O Globo, n.31.588, 31/01/2020. País. p.07

Mortes em rodovias federais voltam a subir
Marlen Couto 


Pela primeira vez em sete anos, o país registrou alta de mortos nas rodovias federais. Em 2019, o crescimento foi de 1,2% frente ao ano anterior, para 5.332 casos, e interrompeu uma tendência de quedas sucessivas observadas nas rodovias entre 2012 e 2018. É o que aponta um levantamento feito pela Confederação Nacional dos Transportes (CNT) com base em dados da Polícia Rodoviária Federal (PRF).

As estatísticas mostram que, em 2019, os acidentes graves, aqueles com vítimas, também subiram. Os registros passaram de 53.963, em 2018, para 55.756 no ano passado. As vias federais tiveram 79.051 feridos, 2.526 a mais na comparação com o ano anterior. Já os acidentes sem vítimas caíram de 15,2 mil para 11,6 mil.

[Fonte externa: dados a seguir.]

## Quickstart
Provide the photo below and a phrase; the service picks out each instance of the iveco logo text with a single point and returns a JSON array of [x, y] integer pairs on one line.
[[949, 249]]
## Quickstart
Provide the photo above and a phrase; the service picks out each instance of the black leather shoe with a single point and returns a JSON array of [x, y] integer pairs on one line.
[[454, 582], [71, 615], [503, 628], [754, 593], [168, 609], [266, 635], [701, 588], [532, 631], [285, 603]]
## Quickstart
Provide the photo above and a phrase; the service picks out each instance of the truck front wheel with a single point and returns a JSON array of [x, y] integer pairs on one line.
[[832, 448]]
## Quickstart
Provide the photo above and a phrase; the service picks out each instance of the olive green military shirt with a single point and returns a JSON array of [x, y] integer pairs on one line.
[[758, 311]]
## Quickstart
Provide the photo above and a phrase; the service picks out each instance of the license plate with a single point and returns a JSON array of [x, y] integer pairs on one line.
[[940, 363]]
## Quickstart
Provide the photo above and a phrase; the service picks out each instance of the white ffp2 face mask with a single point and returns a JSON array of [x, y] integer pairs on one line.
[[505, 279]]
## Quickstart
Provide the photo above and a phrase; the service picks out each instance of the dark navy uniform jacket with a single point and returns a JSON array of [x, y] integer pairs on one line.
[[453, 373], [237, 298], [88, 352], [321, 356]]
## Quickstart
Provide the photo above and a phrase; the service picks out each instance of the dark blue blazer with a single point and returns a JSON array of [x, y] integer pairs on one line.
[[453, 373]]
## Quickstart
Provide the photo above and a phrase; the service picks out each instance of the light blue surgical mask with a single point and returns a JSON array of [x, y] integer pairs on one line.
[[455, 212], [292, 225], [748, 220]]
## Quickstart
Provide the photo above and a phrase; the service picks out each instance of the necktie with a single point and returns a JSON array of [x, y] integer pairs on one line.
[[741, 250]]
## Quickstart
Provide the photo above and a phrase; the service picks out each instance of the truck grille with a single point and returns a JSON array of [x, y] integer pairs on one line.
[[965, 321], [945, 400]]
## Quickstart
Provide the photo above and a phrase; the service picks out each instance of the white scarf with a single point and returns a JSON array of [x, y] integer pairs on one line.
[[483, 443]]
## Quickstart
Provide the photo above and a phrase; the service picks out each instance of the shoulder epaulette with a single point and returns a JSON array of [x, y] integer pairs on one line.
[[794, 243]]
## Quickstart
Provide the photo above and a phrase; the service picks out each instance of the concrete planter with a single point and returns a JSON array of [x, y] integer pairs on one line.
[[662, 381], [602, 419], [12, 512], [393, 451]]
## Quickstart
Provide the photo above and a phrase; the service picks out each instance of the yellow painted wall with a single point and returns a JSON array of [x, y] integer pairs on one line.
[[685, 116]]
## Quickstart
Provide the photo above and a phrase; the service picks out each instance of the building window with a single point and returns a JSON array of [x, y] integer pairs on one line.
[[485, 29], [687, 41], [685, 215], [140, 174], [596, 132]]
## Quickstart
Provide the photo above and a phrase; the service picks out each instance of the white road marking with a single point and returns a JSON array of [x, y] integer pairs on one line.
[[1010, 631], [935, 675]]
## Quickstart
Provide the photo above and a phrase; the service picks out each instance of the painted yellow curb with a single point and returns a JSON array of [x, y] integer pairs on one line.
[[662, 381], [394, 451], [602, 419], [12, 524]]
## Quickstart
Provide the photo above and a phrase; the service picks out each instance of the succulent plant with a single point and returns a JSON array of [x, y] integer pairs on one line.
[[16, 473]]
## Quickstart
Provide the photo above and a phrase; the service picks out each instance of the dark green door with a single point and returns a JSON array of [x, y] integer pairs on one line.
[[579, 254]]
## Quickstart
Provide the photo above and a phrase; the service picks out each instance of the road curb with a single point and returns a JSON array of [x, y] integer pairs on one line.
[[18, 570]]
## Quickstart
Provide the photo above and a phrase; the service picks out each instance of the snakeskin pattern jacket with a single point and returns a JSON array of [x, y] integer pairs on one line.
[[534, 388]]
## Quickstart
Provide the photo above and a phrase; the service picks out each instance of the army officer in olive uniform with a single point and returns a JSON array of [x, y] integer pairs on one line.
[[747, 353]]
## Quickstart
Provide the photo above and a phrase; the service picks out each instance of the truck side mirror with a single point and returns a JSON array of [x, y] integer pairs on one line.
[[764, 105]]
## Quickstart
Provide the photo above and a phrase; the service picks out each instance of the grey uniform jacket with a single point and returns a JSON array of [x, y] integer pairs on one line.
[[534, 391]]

Os casos graves estavam em queda consecutiva desde 2012. A tendência de crescimento dos acidentes com vítimas já havia sido revelada em reportagem do GLOBO de novembro. Especialistas alertam que os casos que registram mortos e feridos costumam ter relação com o excesso de velocidade.

MENOS FISCALIZAÇÃO

No ano passado, o governo do presidente Jair Bolsonaro reduziu a fiscalização de velocidade nas vias federais, sob o argumento de que há uma “indústria da multa” no país. Contratos que garantiam o funcionamento de 2.811 radares fixos (instalados em caráter permanente) nas estradas sob responsabilidade do Departamento Nacional de Trânsito (Dnit), que representam mais de 90% da malha federal, não foram renovados por decisão do presidente. A maioria foi desligada em março.

O GLOBO mostrou que, em setembro do ano passado, havia apenas 439 radares em funcionamento nessas vias. Após a Justiça Federal do Distrito Federal determinar o retorno dos equipamentos, o governo fechou um acordo para instalar 1,14 mil radares fixos.

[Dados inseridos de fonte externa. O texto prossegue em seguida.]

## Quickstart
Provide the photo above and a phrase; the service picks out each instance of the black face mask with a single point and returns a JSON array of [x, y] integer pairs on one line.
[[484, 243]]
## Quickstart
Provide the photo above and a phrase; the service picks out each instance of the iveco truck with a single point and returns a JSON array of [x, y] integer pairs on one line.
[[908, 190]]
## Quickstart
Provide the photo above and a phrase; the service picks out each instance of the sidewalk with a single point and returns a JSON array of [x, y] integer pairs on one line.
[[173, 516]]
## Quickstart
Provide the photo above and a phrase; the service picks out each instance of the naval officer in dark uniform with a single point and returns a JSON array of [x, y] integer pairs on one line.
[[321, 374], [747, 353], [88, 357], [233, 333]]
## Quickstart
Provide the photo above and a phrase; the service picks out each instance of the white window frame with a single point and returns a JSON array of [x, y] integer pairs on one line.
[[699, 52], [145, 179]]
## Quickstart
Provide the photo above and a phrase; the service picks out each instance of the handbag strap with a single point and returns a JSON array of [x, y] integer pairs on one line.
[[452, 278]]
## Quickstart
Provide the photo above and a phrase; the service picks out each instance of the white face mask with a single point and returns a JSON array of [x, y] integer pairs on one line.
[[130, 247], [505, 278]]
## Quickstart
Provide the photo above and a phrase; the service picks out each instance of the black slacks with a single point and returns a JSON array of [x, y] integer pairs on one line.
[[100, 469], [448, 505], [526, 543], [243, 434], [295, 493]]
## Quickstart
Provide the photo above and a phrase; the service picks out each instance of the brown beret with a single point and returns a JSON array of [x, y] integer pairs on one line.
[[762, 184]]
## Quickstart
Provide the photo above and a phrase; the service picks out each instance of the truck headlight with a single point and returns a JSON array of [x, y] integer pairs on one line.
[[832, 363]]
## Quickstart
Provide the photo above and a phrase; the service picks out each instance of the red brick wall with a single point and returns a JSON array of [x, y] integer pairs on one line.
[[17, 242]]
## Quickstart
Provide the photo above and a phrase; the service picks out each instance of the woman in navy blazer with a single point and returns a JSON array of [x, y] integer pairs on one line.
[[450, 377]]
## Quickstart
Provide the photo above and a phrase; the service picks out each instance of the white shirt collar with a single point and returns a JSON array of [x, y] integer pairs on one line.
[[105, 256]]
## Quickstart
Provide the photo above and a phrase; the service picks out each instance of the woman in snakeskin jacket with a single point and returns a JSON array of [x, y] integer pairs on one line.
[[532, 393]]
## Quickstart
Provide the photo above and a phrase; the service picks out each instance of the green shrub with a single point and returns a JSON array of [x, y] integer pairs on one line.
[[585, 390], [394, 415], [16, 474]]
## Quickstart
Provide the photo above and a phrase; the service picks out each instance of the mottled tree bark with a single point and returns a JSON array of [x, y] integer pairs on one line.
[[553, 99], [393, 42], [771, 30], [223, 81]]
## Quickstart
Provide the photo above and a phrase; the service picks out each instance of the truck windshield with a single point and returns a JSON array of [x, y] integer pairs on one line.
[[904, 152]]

Entre agosto e dezembro, a PRF também não utilizou radares estáticos (instalado em um suporte ou veículo), móveis (instalado em veículo em movimento) e portáteis (direcionado manualmente) de fiscalização de velocidade por decisão de Bolsonaro.

Na portaria que determinou a suspensão do uso dos equipamentos, o presidente destacou que o objetivo era “evitar o desvirtuamento do caráter pedagógico e a utilização meramente arrendatória dos instrumentos e equipamentos medidores de velocidade”. A fiscalização era feita até então com 299 aparelhos. No fim de dezembro, no entanto, a Justiça Federal do Distrito Federal determinou que a corporação voltasse a usar os radares.

As mortes nas rodovias federais subiram em 13 estados do país. Minas Gerais, que contabilizou o maior número de casos do Brasil, porém, registrou queda de 2% em relação a 2018, de 693 para 677 óbitos. Já os estados que completam o ranking com mais acidentes nas estradas federais tiveram alta de mortes. É o caso do Paraná (1%), da Bahia (4%) e de Santa Catarina (4%). Nas rodovias do Rio, o aumento foi de 28%, de 276 registros para 353.

Os acidentes com vítimas, por sua vez, subiram em 17 estados e no Distrito Federal. A capital federal e cidades satélites registraram o maior crescimento, de 30%, com alta de 690 para 896 mortes no ano passado, seguidas pelos estados de Sergipe (16%) e Rio Grande do Sul (10%).

TENDÊNCIA INTERROMPIDA

Os dados da PRF sobre os acidentes de trânsito nas vias federais indicam que nos primeiros meses do ano passado houve queda de acidentes graves. Os casos passaram a subir a partir de maio.

Rodolfo Rizzotto, do SOS Estradas, defende que a inversão da tendência histórica de redução dos acidentes é explicada pelo afrouxamento da fiscalização. O pesquisador destaca que a média de mortos passou de 398 por mês de janeiro a março, para 449, entre abril e outubro, e 496, em novembro e dezembro.

— Mantida a tendência dos primeiros meses, haveria redução no ano. Não há nenhum estudo técnico que fundamente as medidas que foram tomadas pelo governo federal. O presidente ironizou os especialistas. Estão aí os dados sobre os acidentes para comprovar —critica Rizzotto.